Terakhir sekali dibentuklah kaom ja sandang (kaum penyandang).

Para imigran Hindu, yang memang terdiri dari empat kasta, tadinya
tergolong dalam kaum empat yang berdiam di tanah Abee, Lam Leuot,
Montasiek dan Lam Nga. Mereka akhirnya menganut agama Islam dengan
pemimpin kelompok yang bergelar imeum (imam).
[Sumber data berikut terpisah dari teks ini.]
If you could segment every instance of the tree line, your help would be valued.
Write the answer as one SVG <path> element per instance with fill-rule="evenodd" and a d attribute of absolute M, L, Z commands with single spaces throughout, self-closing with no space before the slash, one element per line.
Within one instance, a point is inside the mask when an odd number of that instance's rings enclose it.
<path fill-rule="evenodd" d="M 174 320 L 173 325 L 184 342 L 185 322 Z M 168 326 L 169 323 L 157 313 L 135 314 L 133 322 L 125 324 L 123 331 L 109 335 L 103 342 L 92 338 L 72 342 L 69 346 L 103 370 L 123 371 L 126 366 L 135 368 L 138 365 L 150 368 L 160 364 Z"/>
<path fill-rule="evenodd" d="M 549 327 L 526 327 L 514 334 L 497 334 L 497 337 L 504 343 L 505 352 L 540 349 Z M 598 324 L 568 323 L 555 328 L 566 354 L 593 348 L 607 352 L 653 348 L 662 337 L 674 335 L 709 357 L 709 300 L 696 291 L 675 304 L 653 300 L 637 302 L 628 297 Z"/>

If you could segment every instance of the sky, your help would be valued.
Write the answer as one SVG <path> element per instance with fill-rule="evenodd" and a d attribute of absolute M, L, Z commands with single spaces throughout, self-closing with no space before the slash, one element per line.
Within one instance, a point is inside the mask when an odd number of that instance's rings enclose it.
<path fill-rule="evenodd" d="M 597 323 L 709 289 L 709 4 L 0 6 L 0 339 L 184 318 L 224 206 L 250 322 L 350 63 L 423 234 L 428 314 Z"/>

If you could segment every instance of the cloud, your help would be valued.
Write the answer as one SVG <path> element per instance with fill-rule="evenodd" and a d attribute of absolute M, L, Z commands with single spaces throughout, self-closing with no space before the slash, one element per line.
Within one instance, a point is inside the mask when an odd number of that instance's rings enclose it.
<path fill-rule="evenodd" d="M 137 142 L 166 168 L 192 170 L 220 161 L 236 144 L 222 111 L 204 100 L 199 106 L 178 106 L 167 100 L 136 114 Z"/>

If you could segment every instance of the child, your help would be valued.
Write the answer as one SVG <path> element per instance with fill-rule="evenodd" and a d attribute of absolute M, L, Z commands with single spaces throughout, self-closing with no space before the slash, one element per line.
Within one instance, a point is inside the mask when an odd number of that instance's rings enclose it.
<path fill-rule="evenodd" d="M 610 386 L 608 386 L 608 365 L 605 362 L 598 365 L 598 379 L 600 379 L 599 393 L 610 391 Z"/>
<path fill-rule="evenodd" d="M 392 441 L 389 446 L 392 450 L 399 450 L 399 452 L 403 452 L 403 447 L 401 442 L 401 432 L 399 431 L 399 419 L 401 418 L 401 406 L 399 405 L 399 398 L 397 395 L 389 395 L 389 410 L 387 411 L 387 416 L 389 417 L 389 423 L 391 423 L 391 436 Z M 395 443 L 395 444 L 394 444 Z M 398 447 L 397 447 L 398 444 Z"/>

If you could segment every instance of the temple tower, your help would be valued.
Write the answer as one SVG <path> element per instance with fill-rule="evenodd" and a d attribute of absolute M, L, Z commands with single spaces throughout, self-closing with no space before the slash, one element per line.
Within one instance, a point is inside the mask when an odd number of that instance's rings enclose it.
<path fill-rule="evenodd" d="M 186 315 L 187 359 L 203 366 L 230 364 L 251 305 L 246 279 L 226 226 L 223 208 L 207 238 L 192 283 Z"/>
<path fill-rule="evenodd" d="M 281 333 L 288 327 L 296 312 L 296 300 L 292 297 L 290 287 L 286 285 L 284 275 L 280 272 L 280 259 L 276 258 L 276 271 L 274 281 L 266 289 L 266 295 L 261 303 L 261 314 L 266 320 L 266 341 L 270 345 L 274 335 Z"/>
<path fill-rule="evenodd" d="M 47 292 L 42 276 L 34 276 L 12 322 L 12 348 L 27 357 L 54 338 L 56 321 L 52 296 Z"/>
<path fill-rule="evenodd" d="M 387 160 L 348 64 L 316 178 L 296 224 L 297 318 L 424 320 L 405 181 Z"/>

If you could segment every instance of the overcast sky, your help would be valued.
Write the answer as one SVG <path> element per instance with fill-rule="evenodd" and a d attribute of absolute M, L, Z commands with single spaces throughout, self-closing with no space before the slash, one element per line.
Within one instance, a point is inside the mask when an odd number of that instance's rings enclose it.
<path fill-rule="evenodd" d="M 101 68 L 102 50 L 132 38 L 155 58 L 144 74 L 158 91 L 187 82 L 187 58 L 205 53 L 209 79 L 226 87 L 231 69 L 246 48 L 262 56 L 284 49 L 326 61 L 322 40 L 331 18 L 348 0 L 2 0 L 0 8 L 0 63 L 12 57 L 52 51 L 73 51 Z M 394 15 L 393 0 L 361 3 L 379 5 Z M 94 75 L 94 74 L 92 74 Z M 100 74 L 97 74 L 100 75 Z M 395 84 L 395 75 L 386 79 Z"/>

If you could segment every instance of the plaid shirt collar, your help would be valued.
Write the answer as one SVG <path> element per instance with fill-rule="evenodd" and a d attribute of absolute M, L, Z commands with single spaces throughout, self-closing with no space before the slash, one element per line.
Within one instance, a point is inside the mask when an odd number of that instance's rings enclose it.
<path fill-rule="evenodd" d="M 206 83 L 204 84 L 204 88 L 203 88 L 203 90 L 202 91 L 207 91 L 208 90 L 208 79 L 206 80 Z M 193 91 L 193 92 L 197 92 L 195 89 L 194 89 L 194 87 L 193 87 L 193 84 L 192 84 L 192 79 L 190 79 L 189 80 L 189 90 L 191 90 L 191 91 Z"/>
Namun, di tanah Batak, tidak ada klasifikasi secara resmi seperti
tersebut di atas. Diyakini orang-orang Tamil, berasimilasi secara
sukarela dengan adat Dalihan Na Tolu yang menjadi sistem budaya,
sosial dan adat Bangsa Batak.

Prof. Van Ronkel beranggapan bahwa kata-kata seperti gudang, kuli,
suasa, kodi, kolam, peti, niaga, bedil dan tembaga, berasal dari
bahasa Tamil (Het Tamil Element in Het Maleisch oleh Van Ronkel,
Tijdschr. No. 45 Tahun 1902). Perlu kita ingat bahwa kitab adat
Batak disebut Kitab Tumbaga Holing. Tumbaga adalah Tembaga yang
berasal dari bahasa Tamil dan Holing adalah Keling atau sebutan
untuk Tamil.

Begitu juga dengan kata-kata yang dipakai setiap hari seperti
marapulai, pualam, cemeti, jodoh, gundu, badai, kolam, belenggu,
dahaga, kanji, mahligai (ingat makam mahligai di Barus!), talam
(nama kue), onde-onde, apam dan serabi. Melihat dari variasi
bahasanya dapatlan kita simpulkan bahwa orang Tamil di tanah Batak
berprofesi sebagai orang `biasa' atau pedagang.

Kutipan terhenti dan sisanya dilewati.